Es ist außerdem dringend notwendig, sich das Objekt persönlich genauestens anzusehen. Dabei ist besonderes Augenmerk auf die Lage des Objekts zu richten. Gebäude können in der Regel nicht von Innen besichtigt werden. Man sollte also so gut es geht die bauliche Beschaffenheit von außen beurteilen. Will man auf Nummer sicher gehen, kann man zu dieser Besichtigung einen Bausachverständigen mitnehmen. Häufig lohnt es sich auch, mit den Nachbarn ins Gespräch zu kommen und diese über bekannte Mängel auszufragen.

Die eigene Baufinanzierung planen

Wer für den geplanten Immobilienerwerb eine Baufinanzierung benötigt, der sollte sich vor einer Ersteigerung über den möglichen Kreditrahmen und die Bedingungen für Baufinanzierungen bei verschiedenen Rahmenbedingungen informieren. Es sollte außerdem ein Puffer mit eingerechnet werden, um eventuell dringend nötige Reparaturen an der Immobilie durchführen zu können.

Wichtig zu wissen ist außerdem, dass bei der Berechnung des Beleihungswertes nicht der vom Gericht festgesetzte Verkehrswert als Grundlage dient, sondern die tatsächliche Kaufsumme, bei der der Zuschlag erteilt wurde. Dies bedeutet, dass man beim Erwerb zu 50% des Verkehrswertes und einer Baufinanzierung über die volle Summe, trotzdem eine 100 Prozent Finanzierung benötigt. Auch hier gilt wie bei jeder Baufinanzierung: Wer mindestens 40 Prozent der Kaufsumme selbst aufbringt, kann mit wesentlich besseren Konditionen für seine Baufinanzierung rechnen.

Sicherheitsleistung für die Zwangsversteigerung

Bis zum Tag der Zwangsversteigerung müssen von jedem Bieter zehn Prozent des festgelegten Verkehrswertes als Sicherheit hinterlegt sein. Dies kann in Form einer Überweisung auf das Konto der Gerichtskasse, einer Bankbürgschaft oder eines von einer Bank ausgestellten Schecks, der allerdings nicht älter als vier Werktage sein darf, erfolgen. Die Erbringung der Sicherheitsleistung durch Barzahlung ist seit 2007 hingegen nicht mehr möglich. Bei einer Überweisung sollte man darauf achten, dass der Betrag am Tag des Zwangsversteigerungstermins auf dem Konto der Gerichtskasse gutgeschrieben sein muss. Dies bedeutet, dass man die Überweisung bereits einige Tage vor dem eigentlichen Termin tätigen sollte. Die Gerichtskasse muss genügend Zeit haben, dem Versteigerungsgericht den Nachweis über die geleistete Zahlung zu übersenden. Liegt dieser Nachweis nicht vor, wird das eigene Gebot bei der Zwangsversteigerung in der Regel zurückgewiesen.
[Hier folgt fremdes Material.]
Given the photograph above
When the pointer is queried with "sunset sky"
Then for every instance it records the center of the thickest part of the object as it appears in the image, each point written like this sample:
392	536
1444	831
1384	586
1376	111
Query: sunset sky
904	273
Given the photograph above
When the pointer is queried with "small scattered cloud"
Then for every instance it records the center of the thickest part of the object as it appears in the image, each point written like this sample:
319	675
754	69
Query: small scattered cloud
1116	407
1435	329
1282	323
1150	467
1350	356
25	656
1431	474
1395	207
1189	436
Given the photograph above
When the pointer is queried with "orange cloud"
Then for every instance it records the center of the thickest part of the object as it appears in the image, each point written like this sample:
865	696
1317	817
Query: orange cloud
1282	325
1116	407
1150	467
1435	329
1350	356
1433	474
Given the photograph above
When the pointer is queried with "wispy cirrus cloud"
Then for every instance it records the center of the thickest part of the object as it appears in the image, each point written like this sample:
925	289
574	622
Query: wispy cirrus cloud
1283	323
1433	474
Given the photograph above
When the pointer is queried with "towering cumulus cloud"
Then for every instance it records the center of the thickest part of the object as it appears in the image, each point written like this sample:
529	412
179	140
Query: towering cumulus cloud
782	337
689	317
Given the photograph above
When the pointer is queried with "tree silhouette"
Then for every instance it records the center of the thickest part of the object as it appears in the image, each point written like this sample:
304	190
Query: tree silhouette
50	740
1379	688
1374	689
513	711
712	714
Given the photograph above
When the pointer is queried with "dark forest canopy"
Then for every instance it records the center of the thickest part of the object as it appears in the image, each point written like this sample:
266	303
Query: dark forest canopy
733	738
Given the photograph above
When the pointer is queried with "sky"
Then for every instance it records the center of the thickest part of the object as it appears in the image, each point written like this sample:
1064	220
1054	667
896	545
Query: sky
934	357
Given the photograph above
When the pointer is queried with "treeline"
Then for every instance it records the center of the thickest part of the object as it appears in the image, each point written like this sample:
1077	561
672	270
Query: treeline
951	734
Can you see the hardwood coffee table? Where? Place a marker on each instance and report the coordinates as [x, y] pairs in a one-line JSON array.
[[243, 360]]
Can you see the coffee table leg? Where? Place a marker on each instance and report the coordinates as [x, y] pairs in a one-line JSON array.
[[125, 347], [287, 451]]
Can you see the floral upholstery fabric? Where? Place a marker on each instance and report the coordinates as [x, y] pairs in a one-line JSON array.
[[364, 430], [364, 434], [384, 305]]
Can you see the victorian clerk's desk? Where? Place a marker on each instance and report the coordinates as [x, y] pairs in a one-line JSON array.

Nebenkosten fallen geringer aus

Die Nebenkosten beim Erwerb einer Immobilie durch Zwangsversteigerung sind geringer, als bei einem regulären Kauf. Auf den Käufer kommen zunächst ca. 0,5 Prozent des Höchstgebots als Zuschlagsgebühr für das Amtsgericht zu. Außerdem wird die Grunderwerbsteuer fällig. Diese liegt je nach Bundesland zwischen 3,5 und 6,5 Prozent der Gebotssumme. Auch die Eintragung ins Grundbuch ist gebührenpflichtig. Es entfallen hingegen Kosten für Notar und Makler.